Most black and Latino students in New York attend schools where less than 10 percent of students are white, the report found.
Segregation rates were even higher in the city's charter schools, with less than 1 percent of white enrollment at 73 percent of charter schools.
For the past two decades, the country has become more segregated for both African-American and Latino students, said Gary Orfield, The Civil Rights Project's Co-Director.
"New York City is leading that parade backwards towards the extreme isolation and very unequal schools, schools that are segregated by race and by poverty," Orfield said.
The study's authors explored trends in enrollment and segregation patterns from 1989 through 2011.
They found that the proportion of Asian and Latino students has nearly doubled since 1989. The changing demography and a lack of diversity-focused policy has resulted in persisting segregation patterns, said Senior Researcher John Kucsera.

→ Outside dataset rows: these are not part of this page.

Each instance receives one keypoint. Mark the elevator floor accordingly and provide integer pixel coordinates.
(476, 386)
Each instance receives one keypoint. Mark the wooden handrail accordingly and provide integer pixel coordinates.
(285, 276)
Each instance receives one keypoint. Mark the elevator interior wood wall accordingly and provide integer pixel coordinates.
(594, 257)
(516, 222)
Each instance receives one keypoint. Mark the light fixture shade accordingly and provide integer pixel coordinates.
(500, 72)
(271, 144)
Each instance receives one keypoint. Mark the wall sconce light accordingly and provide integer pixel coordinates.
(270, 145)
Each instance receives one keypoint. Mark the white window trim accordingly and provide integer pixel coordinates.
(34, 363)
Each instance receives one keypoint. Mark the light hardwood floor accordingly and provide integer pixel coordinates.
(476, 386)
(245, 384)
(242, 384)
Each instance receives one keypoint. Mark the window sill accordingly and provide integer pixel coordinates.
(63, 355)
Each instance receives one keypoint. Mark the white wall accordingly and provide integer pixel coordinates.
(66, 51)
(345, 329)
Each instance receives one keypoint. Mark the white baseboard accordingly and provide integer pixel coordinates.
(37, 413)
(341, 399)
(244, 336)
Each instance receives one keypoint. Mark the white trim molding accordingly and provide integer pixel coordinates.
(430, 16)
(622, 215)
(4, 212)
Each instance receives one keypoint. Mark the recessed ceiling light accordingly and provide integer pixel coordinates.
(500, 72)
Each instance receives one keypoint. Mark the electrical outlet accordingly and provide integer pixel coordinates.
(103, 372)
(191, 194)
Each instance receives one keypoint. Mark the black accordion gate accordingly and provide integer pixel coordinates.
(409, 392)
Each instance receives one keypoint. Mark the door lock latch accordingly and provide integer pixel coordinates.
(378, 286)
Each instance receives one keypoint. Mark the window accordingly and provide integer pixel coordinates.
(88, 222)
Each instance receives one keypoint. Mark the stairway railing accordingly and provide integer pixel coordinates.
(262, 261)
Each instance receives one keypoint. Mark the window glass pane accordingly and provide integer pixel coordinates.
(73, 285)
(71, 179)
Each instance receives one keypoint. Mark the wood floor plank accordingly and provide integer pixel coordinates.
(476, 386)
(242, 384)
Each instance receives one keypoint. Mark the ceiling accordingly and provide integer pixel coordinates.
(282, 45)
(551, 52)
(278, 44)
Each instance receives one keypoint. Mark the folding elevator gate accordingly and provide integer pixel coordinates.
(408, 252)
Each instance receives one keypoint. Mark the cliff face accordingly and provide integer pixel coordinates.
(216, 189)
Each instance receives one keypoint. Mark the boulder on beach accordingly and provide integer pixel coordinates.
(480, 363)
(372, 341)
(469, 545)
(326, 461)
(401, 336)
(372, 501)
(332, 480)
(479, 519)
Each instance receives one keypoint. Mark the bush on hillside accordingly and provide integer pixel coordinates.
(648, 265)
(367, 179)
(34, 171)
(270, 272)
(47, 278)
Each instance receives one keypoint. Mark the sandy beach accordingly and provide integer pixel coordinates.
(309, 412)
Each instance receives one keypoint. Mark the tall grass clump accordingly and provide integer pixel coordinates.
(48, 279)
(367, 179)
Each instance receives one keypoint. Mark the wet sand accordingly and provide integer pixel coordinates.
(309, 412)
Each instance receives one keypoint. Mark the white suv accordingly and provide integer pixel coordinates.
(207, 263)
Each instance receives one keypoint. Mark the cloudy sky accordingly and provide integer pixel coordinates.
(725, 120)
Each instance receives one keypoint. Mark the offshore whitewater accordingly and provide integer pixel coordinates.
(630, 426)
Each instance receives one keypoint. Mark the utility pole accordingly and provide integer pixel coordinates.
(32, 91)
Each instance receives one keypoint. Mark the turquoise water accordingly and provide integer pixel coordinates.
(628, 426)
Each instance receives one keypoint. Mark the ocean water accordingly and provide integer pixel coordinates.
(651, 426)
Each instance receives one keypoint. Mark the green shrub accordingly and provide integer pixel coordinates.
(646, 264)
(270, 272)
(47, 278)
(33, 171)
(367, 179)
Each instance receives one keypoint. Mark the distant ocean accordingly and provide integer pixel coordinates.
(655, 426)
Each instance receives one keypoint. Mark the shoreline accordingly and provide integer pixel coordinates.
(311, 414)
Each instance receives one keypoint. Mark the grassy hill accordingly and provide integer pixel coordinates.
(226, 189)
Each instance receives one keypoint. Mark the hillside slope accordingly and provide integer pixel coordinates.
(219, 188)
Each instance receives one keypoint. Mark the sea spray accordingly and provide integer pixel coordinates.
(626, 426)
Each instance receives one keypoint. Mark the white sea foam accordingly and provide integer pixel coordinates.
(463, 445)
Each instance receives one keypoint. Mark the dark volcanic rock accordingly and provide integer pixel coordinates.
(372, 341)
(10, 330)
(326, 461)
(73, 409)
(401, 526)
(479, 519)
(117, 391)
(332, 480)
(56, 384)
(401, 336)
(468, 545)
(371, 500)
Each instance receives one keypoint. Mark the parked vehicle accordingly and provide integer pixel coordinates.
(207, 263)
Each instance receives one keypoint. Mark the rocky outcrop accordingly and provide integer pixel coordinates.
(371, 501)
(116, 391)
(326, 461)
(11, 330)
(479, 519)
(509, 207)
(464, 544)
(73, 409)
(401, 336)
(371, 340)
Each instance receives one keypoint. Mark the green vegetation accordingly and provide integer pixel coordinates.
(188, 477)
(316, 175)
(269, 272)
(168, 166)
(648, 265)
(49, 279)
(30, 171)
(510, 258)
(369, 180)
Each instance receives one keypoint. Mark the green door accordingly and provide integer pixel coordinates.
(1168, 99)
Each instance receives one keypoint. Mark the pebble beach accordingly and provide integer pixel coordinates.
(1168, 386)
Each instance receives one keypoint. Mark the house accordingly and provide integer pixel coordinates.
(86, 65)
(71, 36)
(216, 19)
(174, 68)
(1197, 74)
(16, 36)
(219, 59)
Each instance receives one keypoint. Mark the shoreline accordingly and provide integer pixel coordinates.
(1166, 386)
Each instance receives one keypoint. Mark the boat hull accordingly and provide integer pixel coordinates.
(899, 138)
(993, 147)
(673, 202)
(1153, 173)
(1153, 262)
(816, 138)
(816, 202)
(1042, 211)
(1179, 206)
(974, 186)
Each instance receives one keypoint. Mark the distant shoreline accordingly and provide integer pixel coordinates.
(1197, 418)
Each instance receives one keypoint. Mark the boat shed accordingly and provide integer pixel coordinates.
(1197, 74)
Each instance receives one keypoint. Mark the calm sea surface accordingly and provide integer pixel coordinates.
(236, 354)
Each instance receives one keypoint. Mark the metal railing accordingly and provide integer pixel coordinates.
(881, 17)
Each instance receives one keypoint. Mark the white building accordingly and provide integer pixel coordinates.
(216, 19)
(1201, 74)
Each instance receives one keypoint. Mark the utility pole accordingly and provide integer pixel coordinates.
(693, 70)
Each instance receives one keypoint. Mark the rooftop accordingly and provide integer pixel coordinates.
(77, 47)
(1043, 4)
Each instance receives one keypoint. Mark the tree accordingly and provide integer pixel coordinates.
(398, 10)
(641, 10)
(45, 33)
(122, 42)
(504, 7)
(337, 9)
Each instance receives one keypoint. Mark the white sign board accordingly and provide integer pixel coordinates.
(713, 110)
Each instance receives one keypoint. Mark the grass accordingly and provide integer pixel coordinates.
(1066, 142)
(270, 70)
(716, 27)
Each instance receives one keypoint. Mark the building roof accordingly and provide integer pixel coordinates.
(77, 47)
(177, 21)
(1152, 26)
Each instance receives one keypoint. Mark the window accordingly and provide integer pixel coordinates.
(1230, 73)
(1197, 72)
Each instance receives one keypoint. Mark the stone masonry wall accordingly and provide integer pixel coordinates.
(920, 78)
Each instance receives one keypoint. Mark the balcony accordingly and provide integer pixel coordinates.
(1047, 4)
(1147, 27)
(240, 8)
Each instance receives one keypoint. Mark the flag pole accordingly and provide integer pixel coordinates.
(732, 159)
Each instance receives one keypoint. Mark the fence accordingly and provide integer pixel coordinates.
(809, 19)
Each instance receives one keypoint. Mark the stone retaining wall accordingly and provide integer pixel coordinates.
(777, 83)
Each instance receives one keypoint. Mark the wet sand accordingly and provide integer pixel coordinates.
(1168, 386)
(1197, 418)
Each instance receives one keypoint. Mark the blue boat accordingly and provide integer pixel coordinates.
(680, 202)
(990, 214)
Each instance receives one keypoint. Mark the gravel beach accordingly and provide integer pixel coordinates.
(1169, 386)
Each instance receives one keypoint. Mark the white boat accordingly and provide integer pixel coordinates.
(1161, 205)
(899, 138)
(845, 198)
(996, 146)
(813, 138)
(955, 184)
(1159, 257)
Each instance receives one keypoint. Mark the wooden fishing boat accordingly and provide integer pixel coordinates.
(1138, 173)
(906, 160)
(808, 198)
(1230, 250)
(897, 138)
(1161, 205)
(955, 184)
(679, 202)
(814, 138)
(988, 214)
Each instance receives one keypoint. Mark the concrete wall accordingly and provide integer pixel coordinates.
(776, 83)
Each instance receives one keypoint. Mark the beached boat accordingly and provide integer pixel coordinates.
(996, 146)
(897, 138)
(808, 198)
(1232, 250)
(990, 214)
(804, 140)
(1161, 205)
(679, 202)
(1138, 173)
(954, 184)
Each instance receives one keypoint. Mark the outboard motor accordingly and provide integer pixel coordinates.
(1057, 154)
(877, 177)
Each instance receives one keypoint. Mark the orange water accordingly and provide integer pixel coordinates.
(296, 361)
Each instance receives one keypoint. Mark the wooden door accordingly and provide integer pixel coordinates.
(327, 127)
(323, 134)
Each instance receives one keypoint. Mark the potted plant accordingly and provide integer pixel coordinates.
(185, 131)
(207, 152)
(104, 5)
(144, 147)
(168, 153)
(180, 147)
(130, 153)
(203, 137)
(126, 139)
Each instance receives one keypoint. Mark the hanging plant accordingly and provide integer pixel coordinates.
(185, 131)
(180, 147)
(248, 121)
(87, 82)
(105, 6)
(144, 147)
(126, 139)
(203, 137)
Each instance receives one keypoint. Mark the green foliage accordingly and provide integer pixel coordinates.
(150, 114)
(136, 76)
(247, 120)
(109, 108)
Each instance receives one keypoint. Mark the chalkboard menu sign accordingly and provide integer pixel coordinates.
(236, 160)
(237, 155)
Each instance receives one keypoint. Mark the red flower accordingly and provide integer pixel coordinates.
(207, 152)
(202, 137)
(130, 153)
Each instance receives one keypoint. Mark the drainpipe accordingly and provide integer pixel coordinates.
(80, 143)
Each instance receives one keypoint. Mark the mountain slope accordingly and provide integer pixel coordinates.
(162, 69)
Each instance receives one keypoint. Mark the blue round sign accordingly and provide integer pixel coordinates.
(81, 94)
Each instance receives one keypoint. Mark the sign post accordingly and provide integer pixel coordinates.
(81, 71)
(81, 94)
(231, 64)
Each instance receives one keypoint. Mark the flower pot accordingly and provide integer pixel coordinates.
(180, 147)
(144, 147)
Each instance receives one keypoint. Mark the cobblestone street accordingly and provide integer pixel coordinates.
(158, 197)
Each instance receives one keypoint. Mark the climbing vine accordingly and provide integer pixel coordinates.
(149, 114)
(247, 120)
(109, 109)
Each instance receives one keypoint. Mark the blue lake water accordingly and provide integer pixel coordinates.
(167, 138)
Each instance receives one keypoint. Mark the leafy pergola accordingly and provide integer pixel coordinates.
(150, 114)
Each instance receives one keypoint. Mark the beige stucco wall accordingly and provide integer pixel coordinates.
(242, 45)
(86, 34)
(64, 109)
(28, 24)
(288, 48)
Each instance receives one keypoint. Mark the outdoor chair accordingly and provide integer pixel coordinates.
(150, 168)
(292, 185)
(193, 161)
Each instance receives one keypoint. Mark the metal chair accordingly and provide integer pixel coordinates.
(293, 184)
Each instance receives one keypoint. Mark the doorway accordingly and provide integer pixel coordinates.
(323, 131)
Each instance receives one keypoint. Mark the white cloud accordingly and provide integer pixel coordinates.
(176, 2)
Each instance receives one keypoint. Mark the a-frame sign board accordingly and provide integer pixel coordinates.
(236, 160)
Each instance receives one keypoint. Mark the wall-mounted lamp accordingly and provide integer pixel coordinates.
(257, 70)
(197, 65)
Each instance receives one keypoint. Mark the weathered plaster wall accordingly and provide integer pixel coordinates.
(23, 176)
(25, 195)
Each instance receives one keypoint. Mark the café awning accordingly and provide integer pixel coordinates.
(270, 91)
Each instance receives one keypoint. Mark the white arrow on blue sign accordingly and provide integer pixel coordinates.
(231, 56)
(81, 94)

The New York metro area represents almost 60 percent of the state's black students, and two-thirds of the state's Asian and Latino students, but only 10 percent of white students. Only 20 percent of the schools in this area were considered diverse.
Of New York City's 32 community school districts, 19 of them had 10 percent or less of white students.
"In the 30 years I have been researching schools, New York state has consistently been one of the most segregated states in the nation — no Southern state comes close to New York," Orfield said.
Orfield and Kucsera say that "real integration" among students in multicultural societies is invaluable and can lead to greater academic achievement, future earnings and even better health outcomes for minority students.